On Apr 28, 2005, at 2:02 PM, Ian Bicking wrote:
<What I want in a WSGI server>

twisted.web2 supports: HTTP, HTTPS, CGI, and I wrote SCGI yesterday and 
will commit it this weekend. FastCGI looks like a complicated protocol, 
so it'll probably be a bit harder than SCGI to implement. Is there 
actually a reason to support it as well as SCGI?

Right now, web2 runs WSGI apps in threads. It'd be possible to write a 
wrapper that runs them in their own processes, too, but would that give 
any advantage vs the simple CGI->WSGI wrapper that already exists? You 
can just use web2's ability to run CGIs to run 
WSGI-in-separate-processes also.

It is my desire to enable twisted.web2 to be used to host any 
application in any environment, by providing a number of different 
deployment options and app running options.

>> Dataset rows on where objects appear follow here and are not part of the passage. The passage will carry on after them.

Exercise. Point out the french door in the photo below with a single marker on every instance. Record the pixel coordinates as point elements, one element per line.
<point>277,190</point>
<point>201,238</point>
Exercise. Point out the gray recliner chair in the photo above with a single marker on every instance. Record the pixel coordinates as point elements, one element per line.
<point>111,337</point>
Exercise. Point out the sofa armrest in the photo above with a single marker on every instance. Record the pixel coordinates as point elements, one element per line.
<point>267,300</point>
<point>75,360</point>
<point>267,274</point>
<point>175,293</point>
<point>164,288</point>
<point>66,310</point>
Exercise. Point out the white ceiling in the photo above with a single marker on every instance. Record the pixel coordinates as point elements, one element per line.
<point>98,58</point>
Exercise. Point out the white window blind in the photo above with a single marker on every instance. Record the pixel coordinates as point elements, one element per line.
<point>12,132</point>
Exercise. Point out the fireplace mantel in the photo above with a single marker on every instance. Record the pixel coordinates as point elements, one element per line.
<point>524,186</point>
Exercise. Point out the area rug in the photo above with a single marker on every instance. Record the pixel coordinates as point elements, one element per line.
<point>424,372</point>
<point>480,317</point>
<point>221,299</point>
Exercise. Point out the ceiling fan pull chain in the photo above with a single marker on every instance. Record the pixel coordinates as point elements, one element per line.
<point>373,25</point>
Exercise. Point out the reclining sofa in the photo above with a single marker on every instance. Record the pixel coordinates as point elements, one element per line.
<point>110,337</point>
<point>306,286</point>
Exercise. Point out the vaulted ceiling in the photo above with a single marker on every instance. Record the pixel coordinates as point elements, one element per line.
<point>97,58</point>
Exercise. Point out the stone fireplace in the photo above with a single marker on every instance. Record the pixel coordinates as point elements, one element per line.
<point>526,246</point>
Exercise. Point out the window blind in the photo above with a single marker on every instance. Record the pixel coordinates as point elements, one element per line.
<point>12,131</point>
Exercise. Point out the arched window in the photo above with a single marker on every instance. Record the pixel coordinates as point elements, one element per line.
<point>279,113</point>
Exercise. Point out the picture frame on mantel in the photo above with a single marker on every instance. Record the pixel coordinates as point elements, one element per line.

I've been developing it somewhat under the radar, but It's getting to 
the point where it's fairly stable. At this point the major TODO is 
sitting down and writing some documentation, so I'll try to get an 
alpha release out soon.

Here's the high-level description from the (work-in-progress) docs:
> Twisted.web2 is an asynchronous HTTP 1.1 server written for the 
> Twisted internet framework. It provides a RFC 2616 compliant HTTP 1.1 
> protocol implementation, with pipelined and persistent request 
> support, in a non-blocking threadless manner.
>
> It also includes a simple web framework with request and response 
> objects, static file support, error handling, form upload support, 
> HTTP range support, pre-built parsers for all standard headers, and a 
> bunch of other goodies.
>
> It is deployable as a standard TCP or SSL web server, or as a CGI 
> script invoked by another server. Other deployment mechanisms (such as 
> SCGI) are planned.
>
> In addition to running native twisted.web2 applications, it can also 
> run any WSGI or CGI application, or, via compatibility wrappers, most 
> applications written for the older twisted.web and nevow APIs.
>
> Currently, twisted.web2 does not include a HTTP client or proxy, but 
> will at a future date.

Also includes extra goodies such as automatic range support for all 
resources, automatic if-[un]modified-since/if-[none-]match support if 
you provide the proper headers, and optional automatic gzipping.